The complexity of rare documents can be illustrated with the help of following images. Based on the testing results of OCR, a training module was added to the OCR “Chitraksharika” which can be trained for recognizing different character glyphs which have been slowly disappearing in current writing style which as numbered out using “Vishleshika”. Variations in printing technologies indicate that OCR system software spell checker and dictionary support needs to be rich and diversified. Screen Shot of “Chitraksharika” (OCR for Devanagari) Training module for “Chitraksharika” Sample Old Characters from scanned text
APPLICATION OF DIGITAL LIBRARY: KNOWLEDGE DISSEMINATION The knowledge dissemination is an integral part of success story of popularity of creating digital libraries. CDAC Noida initiated a project “Dware Dware Gyan Sampada” funded by DIT (http://mobilelibrary.cdacnoida.com/) The technology used in this project makes it possible to download public domain books from the Internet via satellite and printing them anytime, anywhere, for anyone. Coverage Different places such as schools in villages and other remote areas are covered under this programme to promote literacy and demonstrate use of technology for masses.. The project is aimed is to provide universal access to human knowledge, and given the advancement of digital storage and communications this goal is now achievable.

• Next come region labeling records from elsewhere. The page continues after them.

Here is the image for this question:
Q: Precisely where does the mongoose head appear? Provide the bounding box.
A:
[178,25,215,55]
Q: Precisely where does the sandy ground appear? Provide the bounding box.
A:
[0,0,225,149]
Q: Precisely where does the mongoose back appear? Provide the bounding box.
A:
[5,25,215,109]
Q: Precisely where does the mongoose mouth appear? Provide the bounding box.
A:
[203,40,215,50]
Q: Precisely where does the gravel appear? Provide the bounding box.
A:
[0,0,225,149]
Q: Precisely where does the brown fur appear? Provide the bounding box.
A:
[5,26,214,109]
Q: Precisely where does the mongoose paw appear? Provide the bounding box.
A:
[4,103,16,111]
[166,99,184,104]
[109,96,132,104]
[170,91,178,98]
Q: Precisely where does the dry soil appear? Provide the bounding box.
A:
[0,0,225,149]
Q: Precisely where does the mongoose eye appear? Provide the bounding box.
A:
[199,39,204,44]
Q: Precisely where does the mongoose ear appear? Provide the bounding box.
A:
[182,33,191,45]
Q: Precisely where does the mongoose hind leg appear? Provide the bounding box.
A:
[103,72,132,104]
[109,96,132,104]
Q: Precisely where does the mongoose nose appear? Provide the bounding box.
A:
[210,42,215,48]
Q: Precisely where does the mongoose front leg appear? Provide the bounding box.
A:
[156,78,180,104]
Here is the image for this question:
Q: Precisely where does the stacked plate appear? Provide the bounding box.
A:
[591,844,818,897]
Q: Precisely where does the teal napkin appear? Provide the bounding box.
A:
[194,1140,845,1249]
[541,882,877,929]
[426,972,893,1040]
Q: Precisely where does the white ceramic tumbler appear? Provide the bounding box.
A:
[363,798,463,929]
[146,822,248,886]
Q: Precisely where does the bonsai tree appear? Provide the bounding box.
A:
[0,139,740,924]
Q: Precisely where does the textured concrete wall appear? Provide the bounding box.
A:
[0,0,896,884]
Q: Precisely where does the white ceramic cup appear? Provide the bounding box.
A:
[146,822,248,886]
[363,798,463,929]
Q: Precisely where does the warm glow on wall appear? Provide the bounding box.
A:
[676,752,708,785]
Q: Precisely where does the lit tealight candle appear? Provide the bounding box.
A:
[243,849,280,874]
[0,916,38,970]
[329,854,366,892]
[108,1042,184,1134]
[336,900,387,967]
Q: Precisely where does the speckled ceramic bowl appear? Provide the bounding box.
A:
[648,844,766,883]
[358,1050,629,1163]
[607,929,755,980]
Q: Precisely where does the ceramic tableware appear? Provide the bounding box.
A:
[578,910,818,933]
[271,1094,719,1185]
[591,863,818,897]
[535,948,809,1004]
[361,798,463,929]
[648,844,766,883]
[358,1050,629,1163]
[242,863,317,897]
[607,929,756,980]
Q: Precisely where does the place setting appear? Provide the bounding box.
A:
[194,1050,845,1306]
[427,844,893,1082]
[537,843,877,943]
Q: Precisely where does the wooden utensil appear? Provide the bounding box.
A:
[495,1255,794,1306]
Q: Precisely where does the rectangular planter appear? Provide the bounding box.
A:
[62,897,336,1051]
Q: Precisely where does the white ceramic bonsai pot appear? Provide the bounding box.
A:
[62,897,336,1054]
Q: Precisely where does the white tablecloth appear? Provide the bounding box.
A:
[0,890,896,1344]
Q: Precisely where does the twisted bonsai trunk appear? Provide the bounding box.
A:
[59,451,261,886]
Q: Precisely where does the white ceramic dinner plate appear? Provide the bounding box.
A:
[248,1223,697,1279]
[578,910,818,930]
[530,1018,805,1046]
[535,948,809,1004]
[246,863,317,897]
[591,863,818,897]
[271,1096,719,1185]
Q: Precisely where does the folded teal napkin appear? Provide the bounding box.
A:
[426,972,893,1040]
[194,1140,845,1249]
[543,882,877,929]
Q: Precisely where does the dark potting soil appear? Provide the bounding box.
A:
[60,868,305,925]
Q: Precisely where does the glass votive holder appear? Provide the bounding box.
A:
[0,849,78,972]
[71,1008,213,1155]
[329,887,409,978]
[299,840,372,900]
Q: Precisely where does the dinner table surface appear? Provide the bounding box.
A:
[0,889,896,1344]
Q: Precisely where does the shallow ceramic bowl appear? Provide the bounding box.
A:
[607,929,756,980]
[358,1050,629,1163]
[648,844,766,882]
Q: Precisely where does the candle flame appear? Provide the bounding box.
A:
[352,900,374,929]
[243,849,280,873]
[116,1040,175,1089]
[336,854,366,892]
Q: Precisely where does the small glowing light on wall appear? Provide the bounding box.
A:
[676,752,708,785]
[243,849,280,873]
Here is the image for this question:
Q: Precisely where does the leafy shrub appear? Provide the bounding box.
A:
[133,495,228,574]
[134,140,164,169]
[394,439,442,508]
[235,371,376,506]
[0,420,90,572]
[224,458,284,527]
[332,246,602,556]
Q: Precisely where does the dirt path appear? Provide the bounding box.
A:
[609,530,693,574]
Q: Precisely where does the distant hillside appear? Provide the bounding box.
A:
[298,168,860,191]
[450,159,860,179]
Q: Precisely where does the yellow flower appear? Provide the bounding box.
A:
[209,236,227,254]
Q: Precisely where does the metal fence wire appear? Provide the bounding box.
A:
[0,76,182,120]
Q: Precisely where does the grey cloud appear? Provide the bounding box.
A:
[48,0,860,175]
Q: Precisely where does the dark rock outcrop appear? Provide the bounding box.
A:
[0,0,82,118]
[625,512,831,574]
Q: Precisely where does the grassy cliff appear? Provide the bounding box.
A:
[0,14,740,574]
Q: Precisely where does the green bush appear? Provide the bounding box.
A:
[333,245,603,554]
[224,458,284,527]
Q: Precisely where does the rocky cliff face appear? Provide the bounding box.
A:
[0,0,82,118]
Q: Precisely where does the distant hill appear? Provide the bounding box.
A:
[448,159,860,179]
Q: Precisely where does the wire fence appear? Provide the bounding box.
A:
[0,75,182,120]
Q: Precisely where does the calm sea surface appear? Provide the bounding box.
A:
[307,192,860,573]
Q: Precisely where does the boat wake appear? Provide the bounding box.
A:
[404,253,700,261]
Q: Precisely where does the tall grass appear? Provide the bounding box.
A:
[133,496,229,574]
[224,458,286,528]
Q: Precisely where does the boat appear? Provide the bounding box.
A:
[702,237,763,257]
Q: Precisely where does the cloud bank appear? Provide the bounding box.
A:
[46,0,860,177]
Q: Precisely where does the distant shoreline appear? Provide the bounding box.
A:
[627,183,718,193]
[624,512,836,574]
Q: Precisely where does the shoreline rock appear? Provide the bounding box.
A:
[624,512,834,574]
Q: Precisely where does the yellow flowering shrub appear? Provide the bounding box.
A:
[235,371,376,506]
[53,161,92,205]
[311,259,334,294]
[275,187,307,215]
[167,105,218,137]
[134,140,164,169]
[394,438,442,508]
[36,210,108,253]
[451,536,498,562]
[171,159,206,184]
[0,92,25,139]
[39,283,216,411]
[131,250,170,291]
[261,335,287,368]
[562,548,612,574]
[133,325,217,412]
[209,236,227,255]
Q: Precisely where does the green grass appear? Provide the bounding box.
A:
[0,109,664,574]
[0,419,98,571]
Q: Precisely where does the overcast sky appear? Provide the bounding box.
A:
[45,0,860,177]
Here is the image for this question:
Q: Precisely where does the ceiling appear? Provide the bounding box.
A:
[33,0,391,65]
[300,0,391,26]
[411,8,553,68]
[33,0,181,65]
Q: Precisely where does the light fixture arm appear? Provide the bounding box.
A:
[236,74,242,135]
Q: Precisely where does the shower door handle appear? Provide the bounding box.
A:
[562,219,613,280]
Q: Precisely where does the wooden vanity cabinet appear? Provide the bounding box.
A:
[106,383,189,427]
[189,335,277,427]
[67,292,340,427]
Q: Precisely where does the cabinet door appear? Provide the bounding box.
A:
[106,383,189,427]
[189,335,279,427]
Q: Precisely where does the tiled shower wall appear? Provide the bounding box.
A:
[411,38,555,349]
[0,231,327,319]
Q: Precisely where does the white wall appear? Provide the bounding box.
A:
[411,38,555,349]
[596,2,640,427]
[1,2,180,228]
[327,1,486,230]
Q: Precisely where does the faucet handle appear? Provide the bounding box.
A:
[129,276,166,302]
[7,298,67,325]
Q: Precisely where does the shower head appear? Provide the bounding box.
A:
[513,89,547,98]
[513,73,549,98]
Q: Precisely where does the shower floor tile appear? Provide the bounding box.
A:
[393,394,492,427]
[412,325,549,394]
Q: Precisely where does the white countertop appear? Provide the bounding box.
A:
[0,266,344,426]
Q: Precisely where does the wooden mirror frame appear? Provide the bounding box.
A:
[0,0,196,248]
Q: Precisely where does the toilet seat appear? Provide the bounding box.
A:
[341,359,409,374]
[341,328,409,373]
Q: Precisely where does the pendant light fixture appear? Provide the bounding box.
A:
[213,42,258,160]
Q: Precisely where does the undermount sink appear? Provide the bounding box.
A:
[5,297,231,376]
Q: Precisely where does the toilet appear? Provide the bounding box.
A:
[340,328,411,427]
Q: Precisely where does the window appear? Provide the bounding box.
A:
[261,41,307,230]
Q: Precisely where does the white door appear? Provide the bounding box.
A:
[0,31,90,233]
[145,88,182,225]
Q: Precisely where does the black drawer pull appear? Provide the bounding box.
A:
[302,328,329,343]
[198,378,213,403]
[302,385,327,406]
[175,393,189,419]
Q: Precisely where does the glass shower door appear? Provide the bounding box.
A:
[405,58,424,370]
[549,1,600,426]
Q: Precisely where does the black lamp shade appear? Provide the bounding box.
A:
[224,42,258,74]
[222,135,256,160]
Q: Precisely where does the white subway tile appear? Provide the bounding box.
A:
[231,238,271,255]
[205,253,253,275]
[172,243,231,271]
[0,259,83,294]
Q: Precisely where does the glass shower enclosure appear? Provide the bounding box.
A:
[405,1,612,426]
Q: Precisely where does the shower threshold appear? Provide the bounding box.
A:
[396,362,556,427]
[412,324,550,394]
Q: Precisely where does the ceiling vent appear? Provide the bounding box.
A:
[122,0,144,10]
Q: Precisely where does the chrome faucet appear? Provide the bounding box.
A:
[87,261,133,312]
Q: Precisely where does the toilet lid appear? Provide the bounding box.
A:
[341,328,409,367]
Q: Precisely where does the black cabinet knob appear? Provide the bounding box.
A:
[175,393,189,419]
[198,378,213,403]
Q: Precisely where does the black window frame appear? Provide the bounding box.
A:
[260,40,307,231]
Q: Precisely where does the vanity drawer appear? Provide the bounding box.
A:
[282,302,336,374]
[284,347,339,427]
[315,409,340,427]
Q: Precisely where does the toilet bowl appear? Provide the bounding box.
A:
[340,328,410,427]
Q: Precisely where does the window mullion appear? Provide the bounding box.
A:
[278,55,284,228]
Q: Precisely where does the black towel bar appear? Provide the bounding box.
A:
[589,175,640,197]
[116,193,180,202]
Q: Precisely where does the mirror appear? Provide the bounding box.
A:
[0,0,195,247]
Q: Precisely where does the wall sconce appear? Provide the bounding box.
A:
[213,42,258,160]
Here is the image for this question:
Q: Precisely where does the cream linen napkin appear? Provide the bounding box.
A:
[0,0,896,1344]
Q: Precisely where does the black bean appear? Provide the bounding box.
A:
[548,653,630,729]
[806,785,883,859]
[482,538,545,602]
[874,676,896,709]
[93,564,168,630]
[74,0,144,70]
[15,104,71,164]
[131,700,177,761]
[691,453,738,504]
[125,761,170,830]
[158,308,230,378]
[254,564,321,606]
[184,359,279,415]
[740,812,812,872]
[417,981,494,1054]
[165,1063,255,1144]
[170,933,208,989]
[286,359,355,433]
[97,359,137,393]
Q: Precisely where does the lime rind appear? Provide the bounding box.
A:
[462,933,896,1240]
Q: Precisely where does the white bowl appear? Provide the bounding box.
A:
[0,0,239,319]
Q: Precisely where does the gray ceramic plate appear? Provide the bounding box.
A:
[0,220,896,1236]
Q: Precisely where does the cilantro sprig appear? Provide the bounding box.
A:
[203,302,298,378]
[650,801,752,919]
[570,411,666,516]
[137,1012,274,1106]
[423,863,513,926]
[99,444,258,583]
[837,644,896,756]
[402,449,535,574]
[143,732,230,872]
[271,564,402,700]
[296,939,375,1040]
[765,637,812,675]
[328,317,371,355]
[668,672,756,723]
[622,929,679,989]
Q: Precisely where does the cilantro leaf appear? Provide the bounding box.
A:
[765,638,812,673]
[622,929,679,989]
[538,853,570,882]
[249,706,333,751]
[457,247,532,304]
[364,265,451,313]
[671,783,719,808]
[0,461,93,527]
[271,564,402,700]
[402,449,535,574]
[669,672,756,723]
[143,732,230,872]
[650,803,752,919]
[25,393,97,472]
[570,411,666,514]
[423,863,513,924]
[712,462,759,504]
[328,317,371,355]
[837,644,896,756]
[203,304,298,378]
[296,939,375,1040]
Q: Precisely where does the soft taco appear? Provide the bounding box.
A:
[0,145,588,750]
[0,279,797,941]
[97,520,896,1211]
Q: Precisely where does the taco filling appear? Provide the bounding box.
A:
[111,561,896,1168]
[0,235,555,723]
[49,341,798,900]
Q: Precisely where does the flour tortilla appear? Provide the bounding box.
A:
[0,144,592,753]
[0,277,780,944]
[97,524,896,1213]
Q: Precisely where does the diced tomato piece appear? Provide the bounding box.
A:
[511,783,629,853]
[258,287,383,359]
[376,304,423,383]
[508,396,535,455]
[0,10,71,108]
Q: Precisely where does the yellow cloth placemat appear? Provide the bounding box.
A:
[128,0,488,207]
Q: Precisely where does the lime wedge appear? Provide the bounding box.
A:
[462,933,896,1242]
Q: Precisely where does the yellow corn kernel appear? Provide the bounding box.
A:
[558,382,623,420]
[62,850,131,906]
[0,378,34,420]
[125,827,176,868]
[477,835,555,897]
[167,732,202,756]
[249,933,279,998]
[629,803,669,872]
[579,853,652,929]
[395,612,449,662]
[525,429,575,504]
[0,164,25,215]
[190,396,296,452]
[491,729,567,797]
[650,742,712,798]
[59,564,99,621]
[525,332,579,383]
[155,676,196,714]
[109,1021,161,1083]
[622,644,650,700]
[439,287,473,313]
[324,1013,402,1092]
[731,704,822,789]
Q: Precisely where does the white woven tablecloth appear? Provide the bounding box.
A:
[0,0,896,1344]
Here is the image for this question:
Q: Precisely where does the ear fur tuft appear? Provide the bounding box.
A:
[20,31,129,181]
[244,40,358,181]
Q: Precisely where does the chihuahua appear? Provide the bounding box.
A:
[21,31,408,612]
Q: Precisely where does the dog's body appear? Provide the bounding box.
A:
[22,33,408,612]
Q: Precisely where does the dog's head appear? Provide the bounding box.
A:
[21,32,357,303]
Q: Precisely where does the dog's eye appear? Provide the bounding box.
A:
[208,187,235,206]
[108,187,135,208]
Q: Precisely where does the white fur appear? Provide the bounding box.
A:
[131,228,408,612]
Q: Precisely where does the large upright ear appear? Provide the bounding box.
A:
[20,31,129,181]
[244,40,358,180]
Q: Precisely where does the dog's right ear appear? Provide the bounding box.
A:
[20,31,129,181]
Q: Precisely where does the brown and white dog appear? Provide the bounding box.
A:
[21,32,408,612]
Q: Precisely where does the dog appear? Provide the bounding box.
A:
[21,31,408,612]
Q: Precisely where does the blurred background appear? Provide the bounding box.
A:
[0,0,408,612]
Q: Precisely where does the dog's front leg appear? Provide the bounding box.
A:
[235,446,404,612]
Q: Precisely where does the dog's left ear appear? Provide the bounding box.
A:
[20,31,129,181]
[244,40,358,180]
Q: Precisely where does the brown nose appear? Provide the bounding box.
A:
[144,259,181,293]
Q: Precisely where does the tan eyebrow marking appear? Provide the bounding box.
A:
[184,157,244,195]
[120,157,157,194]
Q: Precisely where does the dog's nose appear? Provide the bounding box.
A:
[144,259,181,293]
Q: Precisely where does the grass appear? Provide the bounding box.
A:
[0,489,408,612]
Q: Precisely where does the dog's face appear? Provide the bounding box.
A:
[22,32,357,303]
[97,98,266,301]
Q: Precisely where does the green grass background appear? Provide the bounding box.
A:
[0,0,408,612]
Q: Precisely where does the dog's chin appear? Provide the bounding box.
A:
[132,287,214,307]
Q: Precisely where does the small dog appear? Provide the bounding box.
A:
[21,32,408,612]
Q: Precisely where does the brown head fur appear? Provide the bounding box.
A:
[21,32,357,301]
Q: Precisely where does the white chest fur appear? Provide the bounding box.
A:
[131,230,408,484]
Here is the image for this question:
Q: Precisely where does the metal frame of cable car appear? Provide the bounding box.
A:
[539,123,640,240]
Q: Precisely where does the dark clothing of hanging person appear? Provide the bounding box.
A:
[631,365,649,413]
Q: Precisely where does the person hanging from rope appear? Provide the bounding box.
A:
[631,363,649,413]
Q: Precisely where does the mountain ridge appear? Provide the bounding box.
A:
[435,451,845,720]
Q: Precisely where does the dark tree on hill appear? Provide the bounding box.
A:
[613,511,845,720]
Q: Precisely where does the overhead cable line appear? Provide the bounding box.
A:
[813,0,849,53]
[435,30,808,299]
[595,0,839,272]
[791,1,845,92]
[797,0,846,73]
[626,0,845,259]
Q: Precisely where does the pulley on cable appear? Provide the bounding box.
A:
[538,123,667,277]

FUTURE DEVELOPMENTS • To align multi-lingual Corpus at sentence & word level • Parts of speech tagging , Development of tools for automatic Sentence & Chunk alignment and Translation Memories • Creation of Test Bed for OCRs. • Automatic text summarisation in Indian languages • Development of Cross language information Retrieval for searching the web • Semantic Indexing for contextual search
CONCLUSION For exploiting the benefits of Digital Library in Indian languages there is urgent need of tools and applications such as OCRs and Machine Translation systems Quantitative and Qualitative Analysis of Text will boost the development of Lexical and Terminology databases, lexicography, knowledge acquisition, language and writing variation studies. Digital libraries creation have been a good test bed for OCR’s and the world is moving towards multi-modal information access and speech to speech translation all these tools together will help building one for Indian languages.